Christine: Ein halbes Jahr nach meiner Ankunft in Western Province gab es eine sehr grosse Dürre. Für längere Zeit hatte es nicht mehr geregnet. Der Wasserspiegel des Fly Rivers, der als Transportweg für Lebensmittel und Benzin gilt, sank immer mehr, so dass schliesslich keine Schiffe mehr Kiunga anfahren konnten. Die Menschen sind auf ihre Dörfer gegangen, weil man dort noch wusste, wo es Wasser gab. Auf dem Markt gab es immer weniger zu kaufen, die Geschäfte leerten sich, Schulen wurden geschlossen, Benzin verteuerte sich drastisch bzw Tankstellen schlossen ebenso. Kiunga glich immer mehr einer Geisterstadt. Immer wieder klopfte es an meine Tür, ob man nicht etwas zu essen übrig hätte. Das Gefühl nicht helfen zu können, war sehr erdrückend.

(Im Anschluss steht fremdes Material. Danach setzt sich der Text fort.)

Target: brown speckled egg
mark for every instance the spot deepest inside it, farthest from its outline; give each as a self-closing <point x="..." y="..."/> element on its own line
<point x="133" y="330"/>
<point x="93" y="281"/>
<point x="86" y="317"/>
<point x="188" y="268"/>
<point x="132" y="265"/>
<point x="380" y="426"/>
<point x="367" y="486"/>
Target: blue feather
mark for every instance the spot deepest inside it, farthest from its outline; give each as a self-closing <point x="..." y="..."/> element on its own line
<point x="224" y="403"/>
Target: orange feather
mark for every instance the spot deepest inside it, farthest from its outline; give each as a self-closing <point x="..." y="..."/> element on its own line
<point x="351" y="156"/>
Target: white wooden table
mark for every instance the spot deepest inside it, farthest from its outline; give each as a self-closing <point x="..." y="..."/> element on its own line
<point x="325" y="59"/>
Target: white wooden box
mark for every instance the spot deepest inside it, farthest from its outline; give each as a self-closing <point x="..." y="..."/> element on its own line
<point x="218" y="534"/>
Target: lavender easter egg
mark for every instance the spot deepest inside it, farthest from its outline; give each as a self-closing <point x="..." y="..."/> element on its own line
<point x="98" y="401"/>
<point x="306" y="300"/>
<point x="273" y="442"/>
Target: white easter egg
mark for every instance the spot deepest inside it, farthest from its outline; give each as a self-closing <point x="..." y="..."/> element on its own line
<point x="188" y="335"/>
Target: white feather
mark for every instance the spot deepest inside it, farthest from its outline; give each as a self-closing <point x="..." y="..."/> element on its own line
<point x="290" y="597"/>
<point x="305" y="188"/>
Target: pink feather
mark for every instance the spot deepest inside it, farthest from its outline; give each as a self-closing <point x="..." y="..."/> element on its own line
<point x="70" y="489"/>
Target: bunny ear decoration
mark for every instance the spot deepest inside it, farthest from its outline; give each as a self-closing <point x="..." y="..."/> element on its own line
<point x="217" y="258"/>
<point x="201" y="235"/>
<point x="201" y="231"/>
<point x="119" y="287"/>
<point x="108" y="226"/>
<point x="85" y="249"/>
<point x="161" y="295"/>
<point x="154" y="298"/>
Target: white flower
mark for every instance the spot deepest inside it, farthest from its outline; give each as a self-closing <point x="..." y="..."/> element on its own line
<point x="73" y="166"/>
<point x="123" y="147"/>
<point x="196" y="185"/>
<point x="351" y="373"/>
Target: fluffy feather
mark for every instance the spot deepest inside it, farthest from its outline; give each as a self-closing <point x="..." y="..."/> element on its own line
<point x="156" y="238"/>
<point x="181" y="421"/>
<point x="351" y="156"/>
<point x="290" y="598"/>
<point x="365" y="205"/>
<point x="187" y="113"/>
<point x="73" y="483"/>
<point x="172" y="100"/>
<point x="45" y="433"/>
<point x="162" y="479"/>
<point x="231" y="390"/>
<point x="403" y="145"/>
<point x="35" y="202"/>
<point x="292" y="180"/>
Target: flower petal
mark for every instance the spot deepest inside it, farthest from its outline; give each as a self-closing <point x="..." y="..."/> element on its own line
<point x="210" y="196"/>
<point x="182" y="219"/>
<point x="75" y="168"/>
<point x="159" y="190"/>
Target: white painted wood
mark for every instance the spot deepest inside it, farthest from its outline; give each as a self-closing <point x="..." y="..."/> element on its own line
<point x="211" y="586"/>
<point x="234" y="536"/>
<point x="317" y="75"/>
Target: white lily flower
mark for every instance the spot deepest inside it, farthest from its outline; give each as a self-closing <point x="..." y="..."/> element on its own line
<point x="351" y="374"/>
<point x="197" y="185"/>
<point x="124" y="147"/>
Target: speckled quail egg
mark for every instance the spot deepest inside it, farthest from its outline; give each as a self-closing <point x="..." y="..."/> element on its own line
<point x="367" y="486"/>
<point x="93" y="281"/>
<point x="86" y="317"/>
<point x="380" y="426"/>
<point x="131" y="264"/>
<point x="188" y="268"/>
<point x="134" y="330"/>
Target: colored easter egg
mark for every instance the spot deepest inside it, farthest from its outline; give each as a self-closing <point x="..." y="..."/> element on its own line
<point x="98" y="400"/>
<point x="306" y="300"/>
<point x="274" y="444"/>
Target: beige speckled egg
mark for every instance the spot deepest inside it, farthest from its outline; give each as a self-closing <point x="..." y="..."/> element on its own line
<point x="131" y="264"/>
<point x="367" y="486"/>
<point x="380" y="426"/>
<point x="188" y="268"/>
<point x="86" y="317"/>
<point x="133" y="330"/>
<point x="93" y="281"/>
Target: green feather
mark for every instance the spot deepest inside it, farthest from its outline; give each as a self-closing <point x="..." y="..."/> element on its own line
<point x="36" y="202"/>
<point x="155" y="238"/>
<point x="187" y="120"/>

Was bleibt von deiner Arbeit vor Ort übrig? Persönliches Resümee?

Christine: Ich hatte das grosse Glück, dass in meiner Einsatzzeit das National Department of Education einen neuen Vorstoss im Bereich Schulmanagement gemacht hat. Durch die gute Zusammenarbeit mit den Schulinspektoren hoffe ich, dass auch in Zukunft Trainings durch geführt und Schulen weiterhin unterstützt werden.

Was hat dich am meisten persönlich bewegt, geprägt oder verändert?

Christine: Ich habe PNG oftmals wirklich verflucht, weil vieles einfach ewig dauert, weil die Strassen so kaputt sind, weil es laut ist, weil es zu viele Müllberge gibt, weil die Gewaltbereitschaft recht hoch ist, weil vieles unorganisiert, unstrukturiert und spontan geschieht. Doch bin ich in PNG auch einer unglaublichen Hilfsbereitschaft und Freundlichkeit begegnet. Ich habe Lehrer in sehr abgelegenen Gegenden kennen gelernt, die mit sehr kreativen Methoden unterrichten; Inspektoren, die sich dynamisch für eine bessere Bildung einsetzen sowie junge Start-Ups, die mit grossem Idealismus ihr Unternehmen aufbauen und betreiben. Ich habe Freunde gefunden, die mir durch ihre positive und gelassene Einstellung sehr imponiert haben.

Was gibst du neuen Ausreisenden als Ratschlag mit auf den Weg?

Christine: Manchmal kann die Arbeit vor Ort sehr frustrierend sein, da man nur wenige Umsetzungen sieht. Doch geht es in PNG alles viel langsamer voran und man muss sehr viel Geduld haben. Man findet immer wieder Menschen, die etwas machen wollen, die sollte man finden und versuchen mit ihnen zusammen zu arbeiten. Darüber hinaus hat man oftmals auch viel Zeit und kann sich mit anderen Dingen beschäftigen, die ausserhalb des vorgegeben „Logframes“ stehen. So habe ich u.a. ein Tourism Awareness Workshop in dem abgelegenem Dorf Kungim veranstaltet, ein Geschichtenwettbewerb, ein Theaterstück mit der St Brigid Parish inszeniert, Theaterworkshops abgehalten, Sprachtraining für angehende Radiosprecher gegeben, ein Mentorenprogramm mit Secondary Schüler aufgezogen und vieles mehr gemacht.

ZUR PERSON

Christine Bocksch hat Mathematik und Betriebswirtschaft an der Georg-August-Universität Göttingen studiert. Neben ihrer Arbeit als Chefdisponentin an diversen Theatern war sie als Dozentin für Theatermanagement an verschiedenen Hochschulen  in Frankfurt, München und Freiburg tätig. Arbeiten u. a. für die Goethe Institute in Indien, Thailand sowie Indonesien führten sie ins Ausland.